President Alberto Fernández will travel to Los Angeles for the upcoming Summit of the Americas and has secured a much-anticipated meeting with US President Joe Biden in Washington in July.
After weeks of back-and-forth and internal debate over whether to attend next week’s high-profile event in the United States, the Peronist leader will represent his country at the June 6-10 summit, while also acting as a representative of the Community of Latin American and Caribbean States (CELAC). Argentina currently holds the pro-tempore presidency of the bloc.
In exchange for his attendance, Fernández has been rewarded with a face-to-face meeting with Biden in Washington next month – a long-held desire of the Frente de Todos leader. That visit is tentatively scheduled for July 25.
The president is expected to be in Los Angeles on June 9 and 10 for the event’s final days.
In recent weeks, Fernández has kept the US government in suspense over his attendance, hinting at various times that he would or would not attend.
The president has previously expressed his rejection of the decision not to invite the leaders of Cuba, Nicaragua and Venezuela. Washington has sought to exclude those three nations from the summit given its concerns over the state of democracy in the troubled nations and the authoritarian nature of their governments.
As recently as a month ago, Argentina’s president had called on the summit’s organisers to “avoid exclusions that prevent all voices of the hemisphere from dialoguing and being heard.”
However, on Wednesday night, Fernández finally overcame his reservations and sent a letter to the event’s organising committee confirming his attendance.
Within hours, Biden had called him personally to discuss the event and various other issues. Before finishing the call, the Democratic leader also invited Argentina’s head of state to visit Washington in late July “in order to deepen the bilateral relationship.”
The two leaders have only met in-person once previously, briefly on the sidelines of the G20 Leaders’ Summit in Rome last October 30.
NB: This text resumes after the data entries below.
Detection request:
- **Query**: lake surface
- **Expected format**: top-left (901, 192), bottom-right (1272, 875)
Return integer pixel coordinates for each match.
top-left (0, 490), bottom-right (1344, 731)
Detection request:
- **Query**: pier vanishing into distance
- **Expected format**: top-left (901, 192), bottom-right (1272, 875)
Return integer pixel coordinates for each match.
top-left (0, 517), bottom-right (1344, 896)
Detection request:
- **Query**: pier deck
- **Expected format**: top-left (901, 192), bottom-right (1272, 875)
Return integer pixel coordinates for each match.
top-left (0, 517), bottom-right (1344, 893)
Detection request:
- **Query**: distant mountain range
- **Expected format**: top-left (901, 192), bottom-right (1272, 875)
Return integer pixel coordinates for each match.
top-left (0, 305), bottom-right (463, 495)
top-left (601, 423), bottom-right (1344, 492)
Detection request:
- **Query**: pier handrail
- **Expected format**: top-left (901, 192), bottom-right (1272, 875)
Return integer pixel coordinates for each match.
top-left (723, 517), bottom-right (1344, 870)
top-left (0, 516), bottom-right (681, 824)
"The dialogue [between them] contributed to highlighting the potential of bilateral ties, and to establishing a roadmap that, within the framework of Latin America and the Caribbean, allows for the deployment of opportunities for comprehensive, sustainable and inclusive human development," Argentina’s Presidency said in a statement.
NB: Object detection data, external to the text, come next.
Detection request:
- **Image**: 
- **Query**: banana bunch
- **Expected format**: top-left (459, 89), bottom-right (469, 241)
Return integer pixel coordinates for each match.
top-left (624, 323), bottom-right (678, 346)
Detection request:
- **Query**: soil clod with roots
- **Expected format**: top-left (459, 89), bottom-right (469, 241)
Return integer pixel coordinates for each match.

Sources close to the Presidency said that Fernández had quoted Pope Francis while talking to his Catholic US counterpart, saying that "wheat cannot be used as a weapon of war."
In its own read-out of the call, the White House said that the duo had discussed “active US-Argentina engagement on bilateral, regional, and global issues, specifically human rights, food insecurity, climate change and energy, technological innovation, and critical supply chains.”
Biden also congratulated Fernández on the recent birth of his second son, Francisco.
Making a decision
Fernández eventually decided to attend the summit after holding talks with various leaders across the region, among them Mexican President Andrés Manuel López Obrador, Chile’s Gabriel Boric and Bolivia’s Luis Arce, according to local press reports.
According to the Télam state news agency, López Obrador asked Fernández to represent CELAC at the summit and speak out against the decision to exclude some nations. Boric reportedly said he would attend if Argentina’s leader also travelled.
Opposition leaders this week criticised President Fernández’s indecision, accusing him of cosying up to Cuba and Venezuela.
"Alberto Fernández's doubts about participating in the Summit of the Americas reflect internal contradictions," said Buenos Aires City Mayor Horacio Rodríguez Larreta, a likely presidential candidate in next year’s presidential election. "Exactly the opposite is needed.”
Speaking at a press conference, the Juntos por el Cambio leader said the government’s position lacked coherence.
"Foreign policy must be secure, we must link up with the democratic world, there can be no alliance with Cuba and Venezuela," he declared.